Although 19 percent of Panama’s land, 17 percent of Guatemala’s and 14 percent of Costa Rica’s is under protection, Carlos Albacete of Trópico Verde said that protected areas are often poorly designed and do not include the largest concentrations of species.

In addition, he said, "The areas are protected only on paper."

While the main causes of forest destruction in protected areas are hunting, logging and agriculture, the politics of "sustainable development" also contribute to deforestation.

"The word ‘sustainable’ has been manipulated to make everything within protected areas available for use," Albacete said.

Certification that mahogany comes from sustainably managed areas "takes into account the number of new mahogany trees growing, but does not take biodiversity into consideration," he said. While seedlings are planted to replace trees that have been cut down, biodiversity may still be lost as forests are turned into single-species farms.

Central America’s ecosystem faces encroachment from both the north and the south. Mexican President Vicente Fox’s proposed Plan Puebla-Panama includes massive development projects (LP, July 29, 2002), while threats from Colombia include both infrastructure projects and the ongoing civil war.

Plan Puebla-Panama includes projects slated to be in or near some of the region’s most sensitive areas. Three proposed highways would cross Guatemala’s largest protected area, the Maya Biosphere, and hydroelectric plants planned for the Usumacinta River, on the Guatemalan-Mexican border, could flood a number of Maya archeological sites. New jobs would bring in an influx of people, putting a strain on water and forest resources and opening up new areas to human settlement, Albacete said.

Ecotourism and archeological tourism, often touted as a key sustainable development alternative, also threaten to open up pristine areas. The Mundo Maya Project promoted by regional tourism ministries plans to develop Guatemala’s last remaining primary forest.

Panama’s Darién ecosystem, one of the most biologically rich tropical forests on earth, is in danger from refugees fleeing increasing violence in neighboring Colombia, as well as from drug and arms traffickers (LP, May 29 and Nov. 13, 2000). Panama has more than 9,900 plant species, the second-highest number in Central America, after Costa Rica. Of these, 1,222 are endemic species.

According to the World Resources Institute, a plan to expand the Pan-American Highway through the region is the biggest threat (LP, July 3, 2000), followed by logging and coca cultivation if US-backed coca eradication programs push Colombian coca growers into the Darién jungle.

Threats to Central American forests are rousing strong protest from civil society organizations and local communities. Over the past year, various regional fora have been held to discuss ways to combat the problems. Participants at the Third Mesoamerican Forum held in Managua, Nicaragua, from July 16-18 rejected Plan Puebla-Panama and other large-scale development plans on the grounds that they exclude local participation, benefit foreign and corporate interests, and threaten environmental and cultural resources.
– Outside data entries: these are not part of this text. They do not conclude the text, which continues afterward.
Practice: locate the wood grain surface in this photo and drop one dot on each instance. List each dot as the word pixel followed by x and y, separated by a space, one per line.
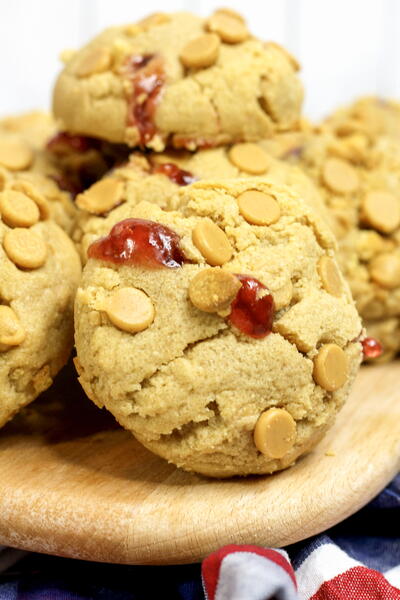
pixel 73 484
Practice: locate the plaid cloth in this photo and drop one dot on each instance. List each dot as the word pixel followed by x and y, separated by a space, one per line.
pixel 356 560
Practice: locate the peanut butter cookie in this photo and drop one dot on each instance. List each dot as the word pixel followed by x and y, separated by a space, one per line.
pixel 359 180
pixel 158 177
pixel 222 335
pixel 179 80
pixel 39 274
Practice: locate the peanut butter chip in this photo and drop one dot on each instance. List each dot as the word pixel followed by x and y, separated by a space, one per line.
pixel 330 276
pixel 18 210
pixel 11 332
pixel 212 242
pixel 96 60
pixel 229 28
pixel 275 432
pixel 381 210
pixel 201 52
pixel 249 158
pixel 130 309
pixel 15 154
pixel 258 208
pixel 385 270
pixel 213 290
pixel 25 248
pixel 330 367
pixel 339 176
pixel 102 196
pixel 29 190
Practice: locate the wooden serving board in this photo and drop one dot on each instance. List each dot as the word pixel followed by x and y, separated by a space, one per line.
pixel 72 483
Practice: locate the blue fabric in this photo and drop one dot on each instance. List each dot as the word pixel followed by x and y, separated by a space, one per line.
pixel 372 536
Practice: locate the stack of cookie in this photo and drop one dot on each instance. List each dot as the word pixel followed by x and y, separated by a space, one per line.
pixel 212 319
pixel 354 159
pixel 39 265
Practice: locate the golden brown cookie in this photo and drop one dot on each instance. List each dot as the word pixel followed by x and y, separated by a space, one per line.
pixel 215 341
pixel 359 180
pixel 26 165
pixel 39 274
pixel 179 80
pixel 158 177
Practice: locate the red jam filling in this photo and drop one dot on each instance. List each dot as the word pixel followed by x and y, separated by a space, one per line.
pixel 174 173
pixel 372 348
pixel 140 242
pixel 148 78
pixel 63 143
pixel 251 312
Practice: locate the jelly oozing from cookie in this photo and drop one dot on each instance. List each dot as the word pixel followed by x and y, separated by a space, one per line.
pixel 140 242
pixel 372 348
pixel 253 309
pixel 148 77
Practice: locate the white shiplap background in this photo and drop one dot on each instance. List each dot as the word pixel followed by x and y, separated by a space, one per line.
pixel 346 47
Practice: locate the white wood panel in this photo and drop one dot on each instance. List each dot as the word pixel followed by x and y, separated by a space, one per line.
pixel 347 47
pixel 31 37
pixel 339 48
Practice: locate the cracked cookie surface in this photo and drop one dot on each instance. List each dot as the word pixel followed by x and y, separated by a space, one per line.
pixel 39 274
pixel 157 178
pixel 359 179
pixel 181 81
pixel 219 386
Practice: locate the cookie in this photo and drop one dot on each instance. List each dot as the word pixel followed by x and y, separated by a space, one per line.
pixel 25 163
pixel 81 161
pixel 39 274
pixel 368 116
pixel 158 178
pixel 359 180
pixel 222 335
pixel 179 80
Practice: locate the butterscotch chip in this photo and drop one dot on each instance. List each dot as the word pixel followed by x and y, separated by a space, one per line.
pixel 275 432
pixel 258 208
pixel 25 248
pixel 29 190
pixel 130 309
pixel 249 158
pixel 15 154
pixel 95 61
pixel 201 52
pixel 212 242
pixel 384 269
pixel 11 331
pixel 18 210
pixel 339 176
pixel 229 28
pixel 213 290
pixel 330 276
pixel 330 367
pixel 231 13
pixel 102 196
pixel 381 210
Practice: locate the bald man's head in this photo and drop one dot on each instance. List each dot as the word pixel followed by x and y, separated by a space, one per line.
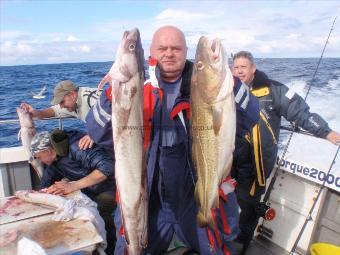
pixel 168 46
Albacete said that the better alternative is to help local communities become self-sustaining by developing economies of scale, strengthening local participation in development schemes, and including human and biological factors in value systems. He also called for strong government policies to protect forests, backed up by funds to carry out the policies and monitor infringements.

"Civil society plays an important role in pushing and monitoring regional governments," Albacete said, "but it’s the responsibility of those governments to protect the region’s forests."